Les consommateurs d'aujourd'hui veulent de plus en plus que leurs produits soient sans viande, sans sucre, ou encore sans additifs. «De nos jours, 'sans' est un meilleur argument de vente que 'avec', explique Karin Frick, chercheuse en tendances à l'Institut Gottlieb Duttweiler. Les consommateurs recherchent l'authenticité, et sont de plus en plus conscients de leurs problèmes de santé. Le Covid a renforcé ce phénomène davantage encore.»
L'industrie du chocolat doit changer
La Gen Z contribue également à ce changement, selon Karin Frick: «Les moins de 30 ans sont la première génération à avoir grandi avec des parents conscients de l'importance d'une bonne alimentation. Les jeunes consommateurs veillent donc sans compromis à consommer des aliments aussi naturels et sains que possible.»
Cette évolution met l'industrie du chocolat dans l'embarras: cet aliment n'est pas vraiment considéré comme faisant partie intégrante d'un mode de vie sain, pour ce qui est du chocolat au lait du moins. Le secteur doit donc, à présent, faire preuve de créativité.
Le transformateur laitier finlandais Valio vient d'analyser 1,5 million de discussions publiques sur les réseaux sociaux à propos du chocolat au lait, ceci à l'aide de l'intelligence artificielle. Résultat: le chocolat ultime d'aujourd'hui, au goût du jour, devrait contenir 30% de sucre en moins, et être sans lactose. En septembre déjà, Nestlé a (re)lancé la course au chocolat végétalien en lançant dans toute l'Europe un kitkat à base de riz.
Un chocolat à deux ingrédients
Cette semaine, la lutte pour le chocolat de demain est passée à la vitesse supérieure. Le géant du chocolat Barry Callebaut, dont le siège est à Zurich, a présenté son nouveau produit: un chocolat composé de deux ingrédients seulement. La variante noire contient du cacao et du sucre, tandis que le chocolat au lait est mélangé à du lait en poudre. Le chocolat se passe donc d'émulsifiants tels que la lécithine et d'arômes. Par rapport au chocolat traditionnel, il contient deux fois moins de sucre.

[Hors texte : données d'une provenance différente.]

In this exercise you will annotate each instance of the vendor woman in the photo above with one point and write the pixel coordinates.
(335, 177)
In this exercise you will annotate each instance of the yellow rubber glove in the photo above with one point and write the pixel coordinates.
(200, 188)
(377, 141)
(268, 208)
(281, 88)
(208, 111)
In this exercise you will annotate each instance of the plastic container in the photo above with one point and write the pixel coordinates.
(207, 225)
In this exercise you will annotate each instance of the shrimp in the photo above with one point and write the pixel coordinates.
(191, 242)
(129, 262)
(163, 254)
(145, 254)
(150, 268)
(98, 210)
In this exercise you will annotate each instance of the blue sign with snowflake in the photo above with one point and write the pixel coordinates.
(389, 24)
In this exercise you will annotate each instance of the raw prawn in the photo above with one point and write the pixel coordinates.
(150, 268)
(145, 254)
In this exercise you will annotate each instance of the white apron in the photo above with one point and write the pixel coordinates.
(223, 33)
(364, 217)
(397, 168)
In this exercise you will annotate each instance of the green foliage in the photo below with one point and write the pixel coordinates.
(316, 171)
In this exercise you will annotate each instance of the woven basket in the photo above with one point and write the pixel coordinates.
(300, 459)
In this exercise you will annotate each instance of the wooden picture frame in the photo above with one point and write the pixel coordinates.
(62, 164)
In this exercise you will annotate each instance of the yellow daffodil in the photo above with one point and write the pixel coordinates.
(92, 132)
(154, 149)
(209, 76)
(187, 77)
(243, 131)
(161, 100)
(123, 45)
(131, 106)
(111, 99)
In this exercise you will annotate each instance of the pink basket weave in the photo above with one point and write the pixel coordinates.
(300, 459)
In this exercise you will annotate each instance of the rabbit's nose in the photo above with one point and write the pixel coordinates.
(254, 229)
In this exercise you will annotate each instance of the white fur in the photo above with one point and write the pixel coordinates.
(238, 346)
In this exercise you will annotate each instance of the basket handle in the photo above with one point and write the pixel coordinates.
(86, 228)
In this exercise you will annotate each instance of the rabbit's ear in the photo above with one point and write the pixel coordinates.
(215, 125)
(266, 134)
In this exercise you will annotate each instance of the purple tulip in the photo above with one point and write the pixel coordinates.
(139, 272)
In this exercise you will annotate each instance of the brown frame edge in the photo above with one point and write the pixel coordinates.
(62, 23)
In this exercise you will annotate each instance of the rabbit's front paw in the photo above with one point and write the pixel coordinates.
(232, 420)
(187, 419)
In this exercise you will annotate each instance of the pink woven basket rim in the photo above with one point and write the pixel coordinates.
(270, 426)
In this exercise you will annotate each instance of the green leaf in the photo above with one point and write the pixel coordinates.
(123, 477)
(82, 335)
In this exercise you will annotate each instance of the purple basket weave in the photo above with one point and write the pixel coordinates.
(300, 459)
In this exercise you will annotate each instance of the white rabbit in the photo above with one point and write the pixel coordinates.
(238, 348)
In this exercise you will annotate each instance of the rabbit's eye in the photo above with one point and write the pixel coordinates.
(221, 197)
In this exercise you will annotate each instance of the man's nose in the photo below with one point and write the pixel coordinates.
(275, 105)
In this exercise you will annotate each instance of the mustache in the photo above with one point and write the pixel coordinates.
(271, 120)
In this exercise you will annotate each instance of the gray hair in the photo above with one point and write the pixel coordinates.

«Notre processus de fabrication met pour la première fois en valeur les nuances particulières du goût de chaque fève de cacao, ce qui nous évite d'avoir recours à des ingrédients supplémentaires», explique Peter Boone, CEO de Barry Callebaut, au SonntagsBlick. On ne trouve pas Barry Callebaut dans les supermarchés, mais l'entreprise est présente dans un produit industriel à base de chocolat sur quatre dans le monde. Elle fournit des groupes comme Nestlé ou Mondelēz. Sa pâte de chocolat enrobe par exemple les glaces Magnum.
Les clients pas encore convaincus
Si l'entreprise lance un «chocolat deuxième génération», cela peut secouer le marché. «Nous voulons accélérer les efforts de la branche pour répondre au souhait des consommateurs d'un plaisir plus conscient», déclare le CEO Peter Boone. Mais pour cela, il doit encore convaincre ses clients de passer au chocolat à deux ingrédients et de modifier leurs recettes, leurs emballages et leurs étiquettes.
Il devrait donc encore s'écouler au moins un an avant que ce chocolat ne soit disponible dans les rayons. A terme, le secteur devra s'adapter d'une manière ou d'une autre. Selon l'institut de recherche britannique Foresight Factory, le chocolat qui mise sur le plaisir conscient a connu une croissance de 6% entre 2016 et 2021, soit nettement plus que le marché global. Les gouvernements du monde entier réglementent déjà la consommation de sucre. Pour ce qui est de la Suisse, dans certains cantons romands, on discute actuellement d'une taxe sur le sucre.
«En outre, les jeunes consommateurs regardent aujourd'hui de près les entreprises, que ce soit en termes de contenu ou de fabrication durable des produits», explique la chercheuse Karin Frick. «Si quelque chose ne va pas, ils se servent des réseaux sociaux pour le dire haut et fort.»